La présente étude s'attache à
décrypter l'organisation et le
fonctionnement de juridictions
situées au premier niveau de l'appareil
judiciaire. Longtemps dépeintes comme
inefficaces, incompétentes, partiales
et même âpres au gain, les justices
seigneuriales font l'objet, depuis
plusieurs années déjà, d'une révision historiographique qui montre au contraire
qu'elles peuvent être pleinement parties prenantes des régulations sociales,
attachées davantage à réconcilier qu'à sanctionner les plaideurs. Fondée sur le
dépouillement exhaustif d'archives de la pratique judiciaire, l'étude tente une
approche à la fois quantitative et qualitative des registres audienciers d'affaires
judiciaires et d'amendes, tout en faisant une large place au droit coutumier
en vigueur dans ces deux provinces du royaume de France.

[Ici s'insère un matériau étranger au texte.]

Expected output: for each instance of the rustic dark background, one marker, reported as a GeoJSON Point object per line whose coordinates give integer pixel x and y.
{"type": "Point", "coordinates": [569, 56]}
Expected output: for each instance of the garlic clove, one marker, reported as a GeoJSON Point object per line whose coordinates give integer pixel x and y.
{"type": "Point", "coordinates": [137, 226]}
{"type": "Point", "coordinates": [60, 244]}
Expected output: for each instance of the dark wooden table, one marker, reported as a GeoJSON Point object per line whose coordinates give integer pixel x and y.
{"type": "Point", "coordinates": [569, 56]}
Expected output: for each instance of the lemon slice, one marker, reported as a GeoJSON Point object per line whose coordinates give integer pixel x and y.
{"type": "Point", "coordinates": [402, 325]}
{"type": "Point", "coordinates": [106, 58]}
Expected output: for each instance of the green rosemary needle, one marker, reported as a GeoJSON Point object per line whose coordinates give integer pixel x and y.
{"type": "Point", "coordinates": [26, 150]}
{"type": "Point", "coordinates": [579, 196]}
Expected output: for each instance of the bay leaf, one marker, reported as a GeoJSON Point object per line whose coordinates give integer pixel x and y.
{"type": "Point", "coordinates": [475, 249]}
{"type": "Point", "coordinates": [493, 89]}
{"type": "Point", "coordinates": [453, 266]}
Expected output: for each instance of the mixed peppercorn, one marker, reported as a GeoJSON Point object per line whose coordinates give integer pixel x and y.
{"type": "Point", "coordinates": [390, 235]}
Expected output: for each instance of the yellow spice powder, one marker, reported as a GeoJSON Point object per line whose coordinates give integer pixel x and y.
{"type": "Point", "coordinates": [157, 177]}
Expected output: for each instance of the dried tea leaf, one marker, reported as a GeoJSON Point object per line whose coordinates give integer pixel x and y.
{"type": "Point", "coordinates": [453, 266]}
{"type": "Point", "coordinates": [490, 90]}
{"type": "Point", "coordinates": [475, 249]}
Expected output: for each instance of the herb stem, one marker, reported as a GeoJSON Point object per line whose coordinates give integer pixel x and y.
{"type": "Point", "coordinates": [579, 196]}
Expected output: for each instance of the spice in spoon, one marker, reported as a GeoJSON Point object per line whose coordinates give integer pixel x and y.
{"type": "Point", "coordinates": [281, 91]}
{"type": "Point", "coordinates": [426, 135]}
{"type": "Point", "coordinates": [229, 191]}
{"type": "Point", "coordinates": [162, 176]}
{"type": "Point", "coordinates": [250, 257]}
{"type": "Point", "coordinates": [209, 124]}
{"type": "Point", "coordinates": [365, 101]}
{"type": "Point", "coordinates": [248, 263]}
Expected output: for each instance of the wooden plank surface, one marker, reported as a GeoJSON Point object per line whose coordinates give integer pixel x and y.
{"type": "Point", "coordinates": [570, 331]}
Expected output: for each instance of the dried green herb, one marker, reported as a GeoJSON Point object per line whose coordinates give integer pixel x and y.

Cette recherche
examine ainsi la manière dont l'audience s'organise, le personnel qu'elle
mobilise, mais également l'activité quotidienne des tribunaux seigneuriaux
à travers la procédure suivie, le type d'affaires jugées et les condamnations
prononcées ; le tout en essayant de dégager les «modèles» susceptibles d'avoir
influencé la conduite de l'exercice judiciaire dans cette région et à ce niveau
institutionnel. Au-delà de ces aspects strictement juridique et judiciaire, ce
travail tente enfin d'appréhender le profil des plaideurs, la manière dont ils
usent de la justice, et plus largement la place et le rôle assignés à cette dernière
vis-à-vis des justiciables et de l'autorité seigneuriale.